If the Ontario government cannot legally and ethically impose a no-strike system on college teachers, it may negotiate such a system. Arbitration in one form or another is a viable alternative even though it has a number of side-effects unwanted by one side or the other. But, for college teachers, arbitration must be negotiated not imposed.
It has been my experience, knowing teachers at many levels and being one myself, that student-welfare is high on the priority list of educators everywhere.
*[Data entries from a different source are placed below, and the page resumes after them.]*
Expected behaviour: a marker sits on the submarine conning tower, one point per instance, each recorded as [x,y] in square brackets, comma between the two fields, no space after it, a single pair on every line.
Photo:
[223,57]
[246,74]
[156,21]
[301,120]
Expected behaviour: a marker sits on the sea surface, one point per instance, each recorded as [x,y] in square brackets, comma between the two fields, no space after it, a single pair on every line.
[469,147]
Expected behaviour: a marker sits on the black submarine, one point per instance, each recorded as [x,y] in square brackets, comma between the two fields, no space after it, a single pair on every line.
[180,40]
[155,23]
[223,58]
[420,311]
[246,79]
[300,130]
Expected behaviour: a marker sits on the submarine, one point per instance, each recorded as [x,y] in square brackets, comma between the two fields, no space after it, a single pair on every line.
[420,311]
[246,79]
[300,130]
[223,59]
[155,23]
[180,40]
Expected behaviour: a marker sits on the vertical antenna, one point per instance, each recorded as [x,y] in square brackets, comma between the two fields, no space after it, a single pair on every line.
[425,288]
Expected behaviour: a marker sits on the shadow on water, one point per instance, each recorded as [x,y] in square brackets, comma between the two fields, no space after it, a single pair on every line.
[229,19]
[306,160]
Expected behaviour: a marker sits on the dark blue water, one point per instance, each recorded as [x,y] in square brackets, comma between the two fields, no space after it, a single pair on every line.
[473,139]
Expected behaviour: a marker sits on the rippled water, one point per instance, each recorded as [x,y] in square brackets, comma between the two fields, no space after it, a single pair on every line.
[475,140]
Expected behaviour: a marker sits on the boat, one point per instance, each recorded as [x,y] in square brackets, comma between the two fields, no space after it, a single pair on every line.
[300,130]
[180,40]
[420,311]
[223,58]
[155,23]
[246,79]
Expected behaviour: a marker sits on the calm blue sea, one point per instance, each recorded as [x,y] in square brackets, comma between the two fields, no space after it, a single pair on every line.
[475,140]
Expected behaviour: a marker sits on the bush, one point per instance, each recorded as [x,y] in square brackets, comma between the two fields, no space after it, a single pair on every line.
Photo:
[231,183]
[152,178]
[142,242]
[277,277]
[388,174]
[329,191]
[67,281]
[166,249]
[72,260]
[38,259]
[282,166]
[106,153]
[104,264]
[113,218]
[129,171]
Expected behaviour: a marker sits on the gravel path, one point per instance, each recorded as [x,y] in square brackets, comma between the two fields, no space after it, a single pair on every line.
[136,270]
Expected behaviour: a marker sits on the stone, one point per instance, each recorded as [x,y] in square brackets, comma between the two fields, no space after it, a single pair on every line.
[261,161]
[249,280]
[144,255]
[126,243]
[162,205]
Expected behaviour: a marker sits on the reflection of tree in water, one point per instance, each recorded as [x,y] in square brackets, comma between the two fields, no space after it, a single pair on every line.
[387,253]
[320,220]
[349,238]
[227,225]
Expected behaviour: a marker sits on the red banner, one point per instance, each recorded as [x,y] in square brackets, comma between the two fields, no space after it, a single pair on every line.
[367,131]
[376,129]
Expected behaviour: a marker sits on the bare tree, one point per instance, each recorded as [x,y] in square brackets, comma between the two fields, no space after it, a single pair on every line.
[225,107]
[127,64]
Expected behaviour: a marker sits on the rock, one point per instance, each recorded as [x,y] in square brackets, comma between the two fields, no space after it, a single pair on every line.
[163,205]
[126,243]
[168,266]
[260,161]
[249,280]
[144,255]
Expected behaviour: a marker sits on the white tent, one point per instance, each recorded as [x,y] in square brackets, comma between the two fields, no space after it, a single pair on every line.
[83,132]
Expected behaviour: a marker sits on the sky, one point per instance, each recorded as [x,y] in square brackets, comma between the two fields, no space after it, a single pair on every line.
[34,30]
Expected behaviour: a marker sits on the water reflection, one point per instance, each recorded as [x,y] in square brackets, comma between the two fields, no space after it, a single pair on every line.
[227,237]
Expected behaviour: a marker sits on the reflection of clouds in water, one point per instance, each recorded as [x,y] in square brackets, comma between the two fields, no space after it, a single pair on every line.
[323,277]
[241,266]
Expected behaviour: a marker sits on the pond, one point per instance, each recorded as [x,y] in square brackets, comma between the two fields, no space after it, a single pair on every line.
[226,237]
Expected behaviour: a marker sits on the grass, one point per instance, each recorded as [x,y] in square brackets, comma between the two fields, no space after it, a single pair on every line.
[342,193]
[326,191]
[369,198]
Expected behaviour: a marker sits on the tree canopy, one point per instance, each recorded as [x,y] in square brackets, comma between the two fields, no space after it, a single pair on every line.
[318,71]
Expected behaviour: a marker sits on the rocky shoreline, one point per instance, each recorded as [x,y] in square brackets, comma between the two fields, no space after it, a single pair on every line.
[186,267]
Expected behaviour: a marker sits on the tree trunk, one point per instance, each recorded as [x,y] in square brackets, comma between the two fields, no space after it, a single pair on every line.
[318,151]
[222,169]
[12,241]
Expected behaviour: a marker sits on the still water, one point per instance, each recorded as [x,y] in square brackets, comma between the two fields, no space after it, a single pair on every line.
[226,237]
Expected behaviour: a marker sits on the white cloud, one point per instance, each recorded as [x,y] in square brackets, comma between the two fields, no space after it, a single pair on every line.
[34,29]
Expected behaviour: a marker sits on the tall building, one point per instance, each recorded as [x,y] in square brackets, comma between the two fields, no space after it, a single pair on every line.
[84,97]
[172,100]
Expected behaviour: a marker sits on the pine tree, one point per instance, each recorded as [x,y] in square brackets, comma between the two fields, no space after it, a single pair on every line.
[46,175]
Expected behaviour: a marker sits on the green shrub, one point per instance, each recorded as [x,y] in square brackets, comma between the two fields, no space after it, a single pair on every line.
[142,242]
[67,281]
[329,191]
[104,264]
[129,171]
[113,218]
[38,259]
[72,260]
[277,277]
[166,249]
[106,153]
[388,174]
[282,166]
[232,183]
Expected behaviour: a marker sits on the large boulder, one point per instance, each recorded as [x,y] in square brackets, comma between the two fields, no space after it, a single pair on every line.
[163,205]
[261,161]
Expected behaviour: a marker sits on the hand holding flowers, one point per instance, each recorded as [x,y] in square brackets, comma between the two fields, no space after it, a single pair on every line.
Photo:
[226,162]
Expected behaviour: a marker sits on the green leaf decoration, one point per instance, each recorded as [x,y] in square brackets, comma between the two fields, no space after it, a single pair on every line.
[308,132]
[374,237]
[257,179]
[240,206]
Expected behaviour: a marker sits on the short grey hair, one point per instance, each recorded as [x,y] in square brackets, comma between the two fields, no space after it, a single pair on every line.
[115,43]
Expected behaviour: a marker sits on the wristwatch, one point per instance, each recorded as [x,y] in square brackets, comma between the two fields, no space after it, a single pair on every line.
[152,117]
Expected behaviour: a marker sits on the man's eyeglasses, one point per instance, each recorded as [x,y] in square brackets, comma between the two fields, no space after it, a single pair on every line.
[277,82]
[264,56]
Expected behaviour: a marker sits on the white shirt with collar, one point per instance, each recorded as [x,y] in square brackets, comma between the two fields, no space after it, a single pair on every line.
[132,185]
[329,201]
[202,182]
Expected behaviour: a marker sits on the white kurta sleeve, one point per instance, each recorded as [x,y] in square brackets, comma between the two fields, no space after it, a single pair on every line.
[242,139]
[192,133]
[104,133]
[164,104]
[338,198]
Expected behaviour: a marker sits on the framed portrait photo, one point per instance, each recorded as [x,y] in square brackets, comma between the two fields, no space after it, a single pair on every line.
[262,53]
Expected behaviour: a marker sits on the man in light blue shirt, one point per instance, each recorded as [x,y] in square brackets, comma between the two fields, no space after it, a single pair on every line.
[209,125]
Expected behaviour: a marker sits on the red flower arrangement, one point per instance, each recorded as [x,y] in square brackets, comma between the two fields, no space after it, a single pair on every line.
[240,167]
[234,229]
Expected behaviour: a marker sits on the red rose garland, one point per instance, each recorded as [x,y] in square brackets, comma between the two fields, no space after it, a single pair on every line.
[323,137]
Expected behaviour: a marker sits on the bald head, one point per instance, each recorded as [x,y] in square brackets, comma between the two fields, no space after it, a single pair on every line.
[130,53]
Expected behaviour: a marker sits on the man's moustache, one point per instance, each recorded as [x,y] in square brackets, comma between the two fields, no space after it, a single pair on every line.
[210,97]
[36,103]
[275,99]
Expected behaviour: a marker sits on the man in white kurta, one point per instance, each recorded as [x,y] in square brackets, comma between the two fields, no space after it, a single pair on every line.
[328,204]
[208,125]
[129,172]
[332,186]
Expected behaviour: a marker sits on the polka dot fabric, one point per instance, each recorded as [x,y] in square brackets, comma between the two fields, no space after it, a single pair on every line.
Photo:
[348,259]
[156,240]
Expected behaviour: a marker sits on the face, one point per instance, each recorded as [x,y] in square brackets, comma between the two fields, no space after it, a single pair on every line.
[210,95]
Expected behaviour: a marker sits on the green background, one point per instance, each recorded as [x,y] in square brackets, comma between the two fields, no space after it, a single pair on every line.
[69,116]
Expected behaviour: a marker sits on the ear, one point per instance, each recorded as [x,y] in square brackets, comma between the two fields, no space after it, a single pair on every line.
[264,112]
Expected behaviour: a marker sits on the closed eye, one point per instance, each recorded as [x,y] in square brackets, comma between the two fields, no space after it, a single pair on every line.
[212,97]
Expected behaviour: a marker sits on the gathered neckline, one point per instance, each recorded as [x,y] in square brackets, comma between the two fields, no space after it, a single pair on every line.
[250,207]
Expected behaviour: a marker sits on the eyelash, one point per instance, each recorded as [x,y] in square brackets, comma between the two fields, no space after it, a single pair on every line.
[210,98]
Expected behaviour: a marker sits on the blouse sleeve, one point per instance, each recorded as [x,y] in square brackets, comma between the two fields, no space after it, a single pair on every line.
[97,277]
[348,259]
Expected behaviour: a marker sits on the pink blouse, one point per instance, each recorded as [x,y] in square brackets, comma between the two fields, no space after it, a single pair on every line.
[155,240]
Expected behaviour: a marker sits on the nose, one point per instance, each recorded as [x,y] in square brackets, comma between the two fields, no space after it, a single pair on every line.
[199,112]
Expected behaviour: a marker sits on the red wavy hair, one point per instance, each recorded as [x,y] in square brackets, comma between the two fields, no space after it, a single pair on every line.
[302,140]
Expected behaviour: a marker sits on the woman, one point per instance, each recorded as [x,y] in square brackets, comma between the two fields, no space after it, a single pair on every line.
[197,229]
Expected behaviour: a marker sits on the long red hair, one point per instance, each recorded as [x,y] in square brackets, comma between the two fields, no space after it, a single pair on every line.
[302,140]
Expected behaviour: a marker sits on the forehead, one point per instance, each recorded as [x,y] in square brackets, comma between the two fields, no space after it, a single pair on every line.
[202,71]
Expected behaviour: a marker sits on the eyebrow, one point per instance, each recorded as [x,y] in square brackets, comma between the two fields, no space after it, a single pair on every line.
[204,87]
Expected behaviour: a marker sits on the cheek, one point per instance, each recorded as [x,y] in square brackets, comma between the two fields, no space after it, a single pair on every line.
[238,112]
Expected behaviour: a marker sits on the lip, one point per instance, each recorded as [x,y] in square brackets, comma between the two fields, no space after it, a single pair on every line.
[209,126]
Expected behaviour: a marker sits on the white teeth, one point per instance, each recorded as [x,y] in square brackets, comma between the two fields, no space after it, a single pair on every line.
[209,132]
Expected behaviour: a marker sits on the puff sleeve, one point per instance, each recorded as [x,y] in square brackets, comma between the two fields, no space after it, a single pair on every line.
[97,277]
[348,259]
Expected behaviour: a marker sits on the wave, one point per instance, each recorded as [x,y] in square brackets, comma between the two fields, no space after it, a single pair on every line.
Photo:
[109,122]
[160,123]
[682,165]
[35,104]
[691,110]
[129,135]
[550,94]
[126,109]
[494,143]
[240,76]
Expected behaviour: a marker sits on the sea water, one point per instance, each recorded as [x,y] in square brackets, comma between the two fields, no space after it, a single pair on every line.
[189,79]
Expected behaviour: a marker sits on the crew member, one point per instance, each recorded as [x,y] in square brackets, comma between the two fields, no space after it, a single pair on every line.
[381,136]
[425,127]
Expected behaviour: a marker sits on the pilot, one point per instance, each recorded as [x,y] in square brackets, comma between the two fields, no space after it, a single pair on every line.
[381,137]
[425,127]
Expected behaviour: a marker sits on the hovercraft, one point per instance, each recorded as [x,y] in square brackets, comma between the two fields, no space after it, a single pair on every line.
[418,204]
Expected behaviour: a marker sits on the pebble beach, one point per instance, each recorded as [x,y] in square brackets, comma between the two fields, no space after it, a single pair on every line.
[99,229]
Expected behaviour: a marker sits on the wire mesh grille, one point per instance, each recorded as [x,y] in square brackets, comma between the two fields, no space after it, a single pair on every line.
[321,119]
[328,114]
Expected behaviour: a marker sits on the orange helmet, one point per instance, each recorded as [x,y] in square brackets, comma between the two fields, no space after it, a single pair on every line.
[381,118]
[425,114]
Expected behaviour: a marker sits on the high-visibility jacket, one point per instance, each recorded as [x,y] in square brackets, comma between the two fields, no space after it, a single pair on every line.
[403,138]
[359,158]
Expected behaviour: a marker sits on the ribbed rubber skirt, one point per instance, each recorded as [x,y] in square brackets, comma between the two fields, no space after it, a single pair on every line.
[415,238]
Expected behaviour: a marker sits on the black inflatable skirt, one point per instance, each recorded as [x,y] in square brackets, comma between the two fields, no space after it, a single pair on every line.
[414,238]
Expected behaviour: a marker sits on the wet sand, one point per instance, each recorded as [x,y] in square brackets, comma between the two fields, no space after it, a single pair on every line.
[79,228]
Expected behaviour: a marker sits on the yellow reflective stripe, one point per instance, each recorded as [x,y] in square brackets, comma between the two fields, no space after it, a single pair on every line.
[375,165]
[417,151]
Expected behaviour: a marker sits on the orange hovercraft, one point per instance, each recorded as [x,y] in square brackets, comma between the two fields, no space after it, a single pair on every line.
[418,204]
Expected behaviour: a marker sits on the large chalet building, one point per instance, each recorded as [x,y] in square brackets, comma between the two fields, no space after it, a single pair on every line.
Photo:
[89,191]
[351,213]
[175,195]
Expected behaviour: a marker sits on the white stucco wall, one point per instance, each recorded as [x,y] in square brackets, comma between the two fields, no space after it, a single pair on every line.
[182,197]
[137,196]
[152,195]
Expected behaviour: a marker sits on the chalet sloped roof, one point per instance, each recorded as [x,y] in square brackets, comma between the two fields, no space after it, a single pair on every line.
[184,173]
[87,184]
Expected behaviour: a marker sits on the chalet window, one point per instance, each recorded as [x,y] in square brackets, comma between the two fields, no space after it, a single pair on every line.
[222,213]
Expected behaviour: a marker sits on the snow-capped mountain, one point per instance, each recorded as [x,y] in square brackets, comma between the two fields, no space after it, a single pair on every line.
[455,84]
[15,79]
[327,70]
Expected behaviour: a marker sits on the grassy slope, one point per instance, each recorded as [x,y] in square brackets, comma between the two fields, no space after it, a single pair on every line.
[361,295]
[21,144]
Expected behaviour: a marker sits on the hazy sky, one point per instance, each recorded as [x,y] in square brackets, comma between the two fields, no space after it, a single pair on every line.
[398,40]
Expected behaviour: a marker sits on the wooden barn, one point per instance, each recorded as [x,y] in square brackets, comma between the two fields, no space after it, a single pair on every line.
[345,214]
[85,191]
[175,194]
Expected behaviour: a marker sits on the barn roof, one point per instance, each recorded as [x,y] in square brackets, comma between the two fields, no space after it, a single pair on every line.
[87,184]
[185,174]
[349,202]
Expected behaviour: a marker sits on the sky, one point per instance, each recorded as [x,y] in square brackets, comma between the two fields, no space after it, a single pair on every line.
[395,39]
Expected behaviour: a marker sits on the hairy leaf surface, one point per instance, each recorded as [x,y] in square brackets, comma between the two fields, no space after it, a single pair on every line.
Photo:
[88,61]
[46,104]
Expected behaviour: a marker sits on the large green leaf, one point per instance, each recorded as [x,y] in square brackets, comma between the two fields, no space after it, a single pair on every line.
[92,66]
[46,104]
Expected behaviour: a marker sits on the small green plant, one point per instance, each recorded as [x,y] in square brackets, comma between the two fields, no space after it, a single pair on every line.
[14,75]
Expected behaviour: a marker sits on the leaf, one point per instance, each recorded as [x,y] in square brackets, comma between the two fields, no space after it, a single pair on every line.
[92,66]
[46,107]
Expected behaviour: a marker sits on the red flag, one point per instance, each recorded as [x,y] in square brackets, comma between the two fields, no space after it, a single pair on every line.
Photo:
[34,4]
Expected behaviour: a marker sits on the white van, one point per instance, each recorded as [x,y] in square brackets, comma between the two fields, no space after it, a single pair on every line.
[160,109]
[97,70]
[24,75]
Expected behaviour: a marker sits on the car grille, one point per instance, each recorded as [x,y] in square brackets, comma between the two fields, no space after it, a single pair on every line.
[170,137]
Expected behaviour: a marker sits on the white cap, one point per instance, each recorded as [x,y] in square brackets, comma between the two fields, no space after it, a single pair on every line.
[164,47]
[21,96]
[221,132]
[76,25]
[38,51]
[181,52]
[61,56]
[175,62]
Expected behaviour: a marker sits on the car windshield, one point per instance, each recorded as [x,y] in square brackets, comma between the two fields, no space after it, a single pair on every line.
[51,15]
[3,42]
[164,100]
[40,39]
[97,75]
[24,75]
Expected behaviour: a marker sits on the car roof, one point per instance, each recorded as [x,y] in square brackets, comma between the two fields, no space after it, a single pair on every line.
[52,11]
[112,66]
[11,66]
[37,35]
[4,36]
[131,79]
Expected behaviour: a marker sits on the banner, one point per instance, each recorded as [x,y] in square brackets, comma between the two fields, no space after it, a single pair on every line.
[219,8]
With good will on both sides a solution respectful of students, teachers and an empowered working class capable of defending democratic values is there to be found and implemented.
Issues for Discussion
Professor Adams was responding to commentary that argued in essence that the right to strike should be curtailed when it comes to public sector workers, including those workers who do not perform “essential services”. Do you believe that there is something fundamentally different about public sector workers that justifies a government restricting or even abolishing their right to strike?
If you have studied the Saskatchewan decision, do you believe that “back to work legislation” enacted by the Ontario government would have been ruled unconstitutional? What additional information, if any, would like to know before answering that question?